Country Day Students on Balancing Sports and Academics


Nathan Albrinck

By Jessie Lang ’18, Contributor

As a student athlete, it can be hard to juggle your career with academics. Finding time to study and do homework between practices, games, and workouts is no easy feat.

When asked how she deals with the issue, Jordann Sadler ’18, who does cross country, basketball, and track, responded, “I prioritize. So if I have a cross country meet and an exam, I would put more focus on the exam because I think exams can determine farther into your life, while sports in general are more important if you want to become a professional athlete or go far in sports.” Organizing activities by what you’re most passionate about and what is most important in the moment is essential when it comes to deciding what you need to focus on, especially with limited time. Jordann adds, “I take advantage of my free bells because the more homework you do at school, the less you have to do at home, making more time to do sports and other activities after school.” Try to utilize the moments when you don’t really have anything to do.

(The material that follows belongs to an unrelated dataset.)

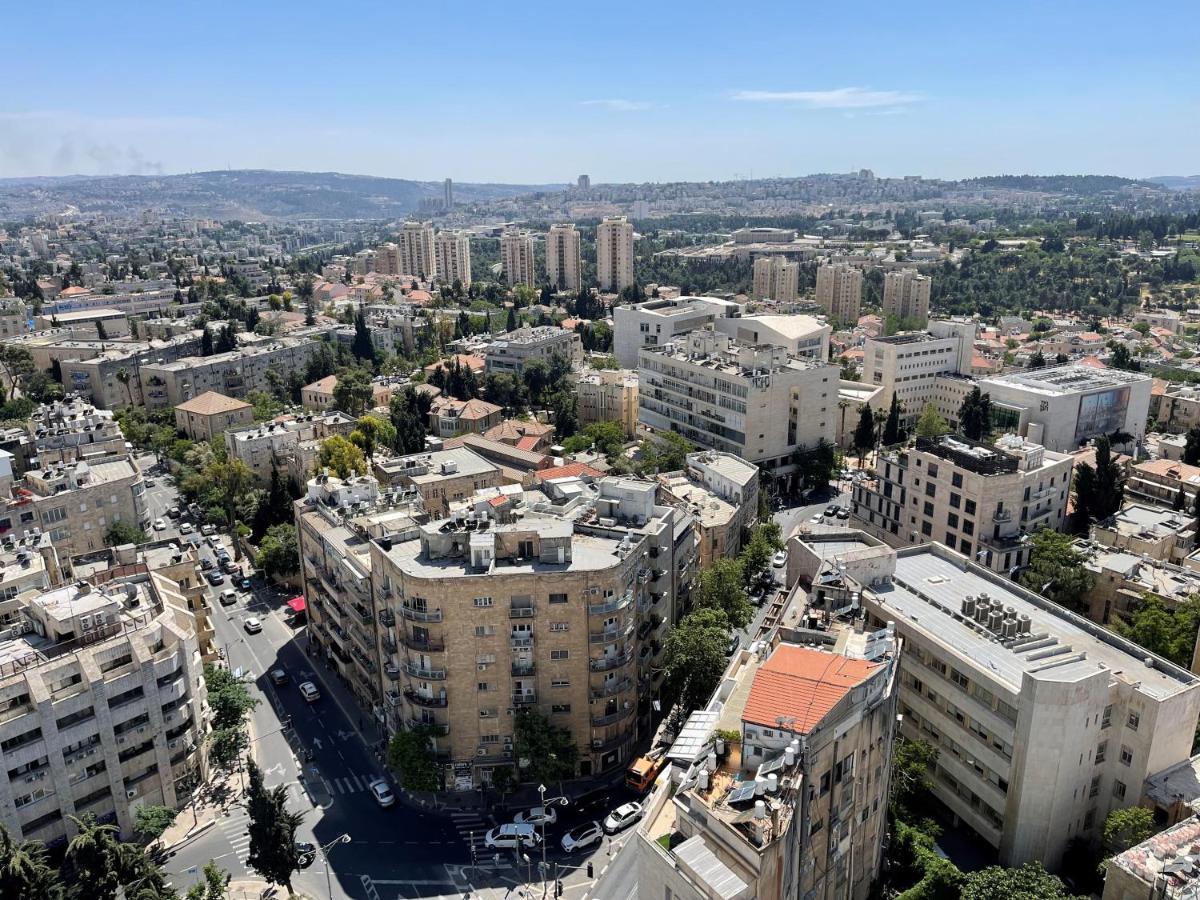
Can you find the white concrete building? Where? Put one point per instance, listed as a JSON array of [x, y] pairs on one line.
[[840, 292], [615, 253], [563, 267], [1043, 720], [906, 297], [453, 257], [417, 257], [516, 258], [977, 499], [658, 322], [724, 395]]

Charlie Sachs ’17, a Junior Captain of the cross country team and a member of the swimming and baseball teams, agrees about using free bells wisely. He also suggests, “Talk to your teachers. I talk to my teachers during my free bells to make sure I understand what I learned in class, which makes doing homework at home more efficient.” Homework flies by faster if you understand concepts learned in class. Communicating with teachers gives you a more solid grasp of the material.

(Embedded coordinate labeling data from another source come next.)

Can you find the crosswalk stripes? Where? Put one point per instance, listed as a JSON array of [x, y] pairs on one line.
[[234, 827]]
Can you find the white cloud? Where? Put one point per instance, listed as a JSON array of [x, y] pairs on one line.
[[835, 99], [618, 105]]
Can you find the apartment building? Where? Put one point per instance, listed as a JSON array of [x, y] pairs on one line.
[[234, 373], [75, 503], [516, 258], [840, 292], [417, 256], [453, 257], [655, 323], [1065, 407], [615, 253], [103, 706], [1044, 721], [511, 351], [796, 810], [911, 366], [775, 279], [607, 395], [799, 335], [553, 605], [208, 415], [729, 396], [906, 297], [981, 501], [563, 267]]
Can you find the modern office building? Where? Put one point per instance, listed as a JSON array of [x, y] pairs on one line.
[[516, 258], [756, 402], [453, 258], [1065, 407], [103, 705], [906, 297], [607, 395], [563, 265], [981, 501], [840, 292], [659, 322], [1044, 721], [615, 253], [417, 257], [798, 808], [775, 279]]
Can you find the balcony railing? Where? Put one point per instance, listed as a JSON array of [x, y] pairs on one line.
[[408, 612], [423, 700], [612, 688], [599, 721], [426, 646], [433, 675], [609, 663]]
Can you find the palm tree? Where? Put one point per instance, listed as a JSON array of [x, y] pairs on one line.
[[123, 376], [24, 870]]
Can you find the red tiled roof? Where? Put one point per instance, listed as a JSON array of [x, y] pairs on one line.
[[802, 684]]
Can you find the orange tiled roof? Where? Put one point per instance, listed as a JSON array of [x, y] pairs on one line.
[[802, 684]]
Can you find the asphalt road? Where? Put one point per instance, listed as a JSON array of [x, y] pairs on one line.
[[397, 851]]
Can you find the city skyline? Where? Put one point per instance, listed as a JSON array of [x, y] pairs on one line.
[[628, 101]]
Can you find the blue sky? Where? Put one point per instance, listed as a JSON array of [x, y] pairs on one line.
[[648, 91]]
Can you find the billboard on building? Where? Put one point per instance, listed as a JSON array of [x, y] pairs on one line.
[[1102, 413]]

Sleep is also super important. You may get only four hours a night because of games and studying, but try to go to bed as early as possible. Getting those Z’s rests your brain and your body, making you more productive and energetic when you’re awake. Charlie says, “I try to sleep whenever I can, because without good sleep it’s hard to function.” Sometimes, if you’re really tired, cut your studying down a little bit and get that much-needed rest. You can cram in some more study time the next morning, while still getting the key sleep to help you perform well in school, sports, and other extracurricular activities the following day.

Keyra English ’18, a cross country runner, basketball player, and track athlete, remarks that she catches up on sleep on the weekends, getting as much snooze time as she can. She adds, “I expedite what I need to do, and limit all the activities I do so I can focus more on school.” Don’t try to do a million things. Don’t push yourself too far past your max. Whatever really matters to you, whatever you’re really driven about, pursue those interests. If you do not have enough time to do those things, then don’t try a bunch of other things you’re not as passionate about. Keyra comments, “Make sure to know what you want to get out of high school. Pick your classes and electives carefully. Know what you want to do later in life. Know why you’re doing things. Plan ahead. But most importantly be happy with what you’re doing.” It helps to make a plan of what is important to you and how you’re going to achieve it. Like Keyra said, be happy with what you do. If an activity doesn’t feel like it fits you, don’t feel obliged to keep it up. Save that time and effort for what really matters to you. Experiment. Find your niche. Find your routine. Find your own way of balancing sports and academics.

As a student athlete, keeping an equilibrium between academics and athletics is tough, no doubt. But with a plan of attack and a sense of what matters most to you, that balance can be found and achieved.